The relatives of Alexeï Navalny affirmed, Thursday, September 17, that the traces of the innervating agent which poisoned him were found at his hotel on a plastic water bottle.

The 44-year-old lawyer, whose condition has improved and who intends to return to Russia, was uneasy on August 20 during a flight bringing him back to Moscow from the Siberian city of Tomsk, where he had come to support candidates in municipal elections and run an investigation into the corruption of local elites.

On Instagram, his team claimed that traces of the Novichok-type nerve substance, identified by a German laboratory, had been found on an "ordinary plastic water bottle" collected from Alexey Navalny's hotel room in Tomsk by his supporters, in the minutes following the announcement that the opponent had felt bad.

She specifies that the agent was identified "two weeks later", the bottle of water then becoming the evidence allowing to conclude to a poisoning with Novichok.

The discovery means that "Navalny was poisoned before he left the hotel, and not at the airport or on the plane," opponent's spokeswoman Kira Iarmych said in a video. that the first suspicions were directed towards a tea drunk at Tomsk airport.

First hospitalized in Omsk, another city in Siberia, Alexeï Navalny was transferred 48 hours after his poisoning to the Charité hospital in Berlin.

He came out of a coma last week and is gradually recovering.

A German military laboratory concluded on September 3 that it was poisoned by a substance of the Novichok type, designed for military purposes during the Soviet era, which Moscow refutes.

French and Swedish laboratories have confirmed the German conclusions.       

A hotel room scrutinized

During his stay in Tomsk, Alexeï Navalny had stayed three days at the Xander Hotel, a four-star establishment which he had also frequented the restaurant, according to the police.

Video accompanying Navalny's team message shows his supporters sifting through his hotel room and packing possible clues before police can visit the scene.

"As it was absolutely clear that Navalny was not 'slightly ill' (...), we had decided to collect anything that could be useful and pass it on to doctors in Germany", explain his supporters in a statement, adding that it was "obvious that there would be no investigation in Russia".

A close ally of the opponent, Lioubov Sobol, said on Twitter that it was "important to understand that there were traces of Novichok on the bottle, but that does not mean he was poisoned by this bottle of water ".

The victim was able to transfer them to the container.     

A hotel room filmed

Proekt.media, a Russian news site, published a detailed investigation on Thursday citing several relatives of the opponent saying that the poison was no longer detectable in his body when his transfer to Berlin took place.

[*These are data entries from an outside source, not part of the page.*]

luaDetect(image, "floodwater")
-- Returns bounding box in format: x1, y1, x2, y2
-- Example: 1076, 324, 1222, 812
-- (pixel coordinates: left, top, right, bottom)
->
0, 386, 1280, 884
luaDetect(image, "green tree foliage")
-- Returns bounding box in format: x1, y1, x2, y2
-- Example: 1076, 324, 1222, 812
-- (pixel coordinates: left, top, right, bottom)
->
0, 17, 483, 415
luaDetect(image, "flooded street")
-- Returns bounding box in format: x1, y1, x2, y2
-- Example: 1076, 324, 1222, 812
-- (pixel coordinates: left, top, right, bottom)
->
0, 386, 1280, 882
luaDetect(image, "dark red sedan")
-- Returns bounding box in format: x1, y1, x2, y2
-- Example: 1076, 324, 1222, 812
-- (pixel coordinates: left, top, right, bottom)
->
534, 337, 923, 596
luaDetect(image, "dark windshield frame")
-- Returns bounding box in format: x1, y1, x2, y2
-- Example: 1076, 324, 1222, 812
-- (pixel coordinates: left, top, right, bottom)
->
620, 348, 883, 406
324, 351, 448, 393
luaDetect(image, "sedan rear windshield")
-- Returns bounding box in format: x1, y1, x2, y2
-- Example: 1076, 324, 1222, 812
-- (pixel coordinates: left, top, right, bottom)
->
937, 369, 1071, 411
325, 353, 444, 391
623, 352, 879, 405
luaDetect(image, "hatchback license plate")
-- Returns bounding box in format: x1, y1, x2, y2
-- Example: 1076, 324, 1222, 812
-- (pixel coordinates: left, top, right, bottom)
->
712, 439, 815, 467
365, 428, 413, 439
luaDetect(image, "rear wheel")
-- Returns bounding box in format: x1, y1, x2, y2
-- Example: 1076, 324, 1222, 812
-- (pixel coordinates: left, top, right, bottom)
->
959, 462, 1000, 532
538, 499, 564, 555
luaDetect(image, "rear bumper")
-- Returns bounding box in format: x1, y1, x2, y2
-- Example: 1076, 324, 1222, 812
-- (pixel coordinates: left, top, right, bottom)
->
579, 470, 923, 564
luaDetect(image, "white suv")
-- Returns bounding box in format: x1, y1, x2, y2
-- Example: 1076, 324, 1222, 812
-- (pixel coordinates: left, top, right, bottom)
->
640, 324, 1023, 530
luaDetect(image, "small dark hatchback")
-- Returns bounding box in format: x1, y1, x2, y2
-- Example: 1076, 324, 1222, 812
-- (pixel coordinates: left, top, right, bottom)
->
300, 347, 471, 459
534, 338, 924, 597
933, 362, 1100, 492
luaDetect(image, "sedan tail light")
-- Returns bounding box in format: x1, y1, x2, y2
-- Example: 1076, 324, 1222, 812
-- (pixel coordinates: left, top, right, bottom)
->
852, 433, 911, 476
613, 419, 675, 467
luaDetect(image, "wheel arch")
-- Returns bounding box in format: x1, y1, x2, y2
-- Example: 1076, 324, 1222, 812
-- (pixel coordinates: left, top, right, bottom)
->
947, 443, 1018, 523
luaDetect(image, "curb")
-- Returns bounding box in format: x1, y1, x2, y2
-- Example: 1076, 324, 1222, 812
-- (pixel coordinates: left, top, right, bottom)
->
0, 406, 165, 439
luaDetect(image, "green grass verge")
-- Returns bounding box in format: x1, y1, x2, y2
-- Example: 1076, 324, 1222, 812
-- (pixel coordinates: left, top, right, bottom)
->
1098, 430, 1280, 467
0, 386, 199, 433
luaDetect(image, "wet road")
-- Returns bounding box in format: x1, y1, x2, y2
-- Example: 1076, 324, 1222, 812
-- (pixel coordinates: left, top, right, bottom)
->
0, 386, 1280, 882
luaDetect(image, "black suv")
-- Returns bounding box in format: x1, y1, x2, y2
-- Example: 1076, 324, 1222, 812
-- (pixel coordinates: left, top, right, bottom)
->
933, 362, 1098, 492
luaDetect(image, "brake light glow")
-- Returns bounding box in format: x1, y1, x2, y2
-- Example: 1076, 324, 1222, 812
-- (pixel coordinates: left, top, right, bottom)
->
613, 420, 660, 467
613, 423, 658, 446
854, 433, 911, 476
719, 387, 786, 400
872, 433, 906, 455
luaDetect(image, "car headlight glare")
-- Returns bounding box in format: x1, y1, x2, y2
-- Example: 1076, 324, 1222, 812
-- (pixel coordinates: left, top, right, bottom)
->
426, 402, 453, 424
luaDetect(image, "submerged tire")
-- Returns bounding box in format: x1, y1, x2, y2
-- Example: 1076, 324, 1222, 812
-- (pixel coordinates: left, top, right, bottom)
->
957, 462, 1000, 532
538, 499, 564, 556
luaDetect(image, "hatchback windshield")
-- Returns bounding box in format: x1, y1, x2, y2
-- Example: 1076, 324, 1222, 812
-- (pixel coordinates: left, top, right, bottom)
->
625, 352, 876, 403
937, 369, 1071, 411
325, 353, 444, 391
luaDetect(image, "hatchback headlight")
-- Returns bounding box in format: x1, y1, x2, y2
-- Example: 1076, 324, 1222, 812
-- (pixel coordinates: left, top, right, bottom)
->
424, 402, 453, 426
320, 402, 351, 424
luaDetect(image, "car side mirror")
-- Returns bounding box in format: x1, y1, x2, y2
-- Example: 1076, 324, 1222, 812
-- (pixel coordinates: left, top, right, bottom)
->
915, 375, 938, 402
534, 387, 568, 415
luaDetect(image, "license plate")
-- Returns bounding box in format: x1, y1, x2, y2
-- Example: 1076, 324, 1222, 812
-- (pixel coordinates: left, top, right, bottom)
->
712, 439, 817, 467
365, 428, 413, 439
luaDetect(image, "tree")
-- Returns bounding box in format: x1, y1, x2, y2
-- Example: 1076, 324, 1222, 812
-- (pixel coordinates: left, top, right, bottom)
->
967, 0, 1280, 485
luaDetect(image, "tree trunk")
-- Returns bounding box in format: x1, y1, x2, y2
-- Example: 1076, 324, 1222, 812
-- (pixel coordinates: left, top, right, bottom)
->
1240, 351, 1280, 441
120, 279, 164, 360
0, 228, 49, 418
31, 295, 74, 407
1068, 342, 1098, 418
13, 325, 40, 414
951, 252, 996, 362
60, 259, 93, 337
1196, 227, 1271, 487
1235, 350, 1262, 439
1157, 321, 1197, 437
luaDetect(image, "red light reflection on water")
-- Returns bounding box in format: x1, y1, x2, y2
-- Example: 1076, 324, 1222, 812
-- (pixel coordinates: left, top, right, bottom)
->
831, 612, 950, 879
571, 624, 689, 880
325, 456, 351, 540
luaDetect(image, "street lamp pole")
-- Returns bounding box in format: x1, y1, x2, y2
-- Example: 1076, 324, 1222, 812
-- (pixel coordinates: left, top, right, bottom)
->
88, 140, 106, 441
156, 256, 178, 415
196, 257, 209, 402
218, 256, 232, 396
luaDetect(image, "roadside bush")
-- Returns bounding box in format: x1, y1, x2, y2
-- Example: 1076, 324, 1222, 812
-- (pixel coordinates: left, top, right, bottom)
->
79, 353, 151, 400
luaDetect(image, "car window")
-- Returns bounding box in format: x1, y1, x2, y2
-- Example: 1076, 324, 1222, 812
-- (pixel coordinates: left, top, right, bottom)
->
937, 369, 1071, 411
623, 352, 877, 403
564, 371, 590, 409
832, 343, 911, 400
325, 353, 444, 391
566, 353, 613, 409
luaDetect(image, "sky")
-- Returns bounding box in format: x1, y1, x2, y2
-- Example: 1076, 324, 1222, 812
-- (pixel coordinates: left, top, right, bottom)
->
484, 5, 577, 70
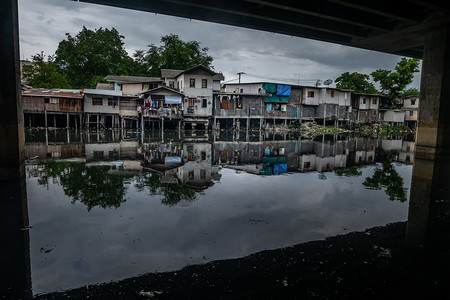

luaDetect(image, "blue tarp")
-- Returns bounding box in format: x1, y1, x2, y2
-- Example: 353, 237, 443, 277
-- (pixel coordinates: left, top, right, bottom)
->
273, 164, 287, 175
165, 96, 181, 104
277, 84, 291, 96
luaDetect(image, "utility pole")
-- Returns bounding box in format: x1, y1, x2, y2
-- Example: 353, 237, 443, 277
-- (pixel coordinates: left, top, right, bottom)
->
237, 72, 245, 83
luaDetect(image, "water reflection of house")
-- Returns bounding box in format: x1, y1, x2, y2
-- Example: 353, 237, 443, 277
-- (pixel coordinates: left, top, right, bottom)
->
142, 143, 220, 189
214, 136, 386, 175
22, 89, 83, 128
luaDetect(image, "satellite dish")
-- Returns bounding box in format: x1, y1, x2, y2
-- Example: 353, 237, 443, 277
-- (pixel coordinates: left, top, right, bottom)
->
323, 79, 333, 86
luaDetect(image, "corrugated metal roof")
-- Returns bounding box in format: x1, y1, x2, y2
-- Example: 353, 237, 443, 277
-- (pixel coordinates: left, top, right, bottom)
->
84, 89, 122, 96
105, 75, 162, 83
22, 89, 83, 99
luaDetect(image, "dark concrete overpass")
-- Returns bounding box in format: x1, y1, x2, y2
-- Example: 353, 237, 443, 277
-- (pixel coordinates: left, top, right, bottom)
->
0, 0, 450, 179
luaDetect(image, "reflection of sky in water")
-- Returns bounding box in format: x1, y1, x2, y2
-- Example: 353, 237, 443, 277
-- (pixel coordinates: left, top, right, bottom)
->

According to the site, Alexeï Navalny can no longer remember when exactly he drank this bottle of Svyatoy Istochnik ("Holy Source"), a very popular Russian brand.

One of the inventors of the innervating agent, Vladimir Ouglev, assured Proekt.media that any ingestion of the poison would likely have been fatal.

The site adds that the door to Navalny's room was being filmed by two CCTV cameras, the images of which were recovered by the transport police, who launched preliminary checks. 

But despite sufficient evidence, "a criminal investigation has still not been opened", denounces Kira Iarmych.

The Navalny affair provoked a new pass of arms between Russia and Western countries: the European Parliament demanded severe sanctions against Russia, denouncing "a systemic effort to silence it".

This request is "obviously anti-Russian", replied the spokeswoman for Russian diplomacy, Maria Zakharova.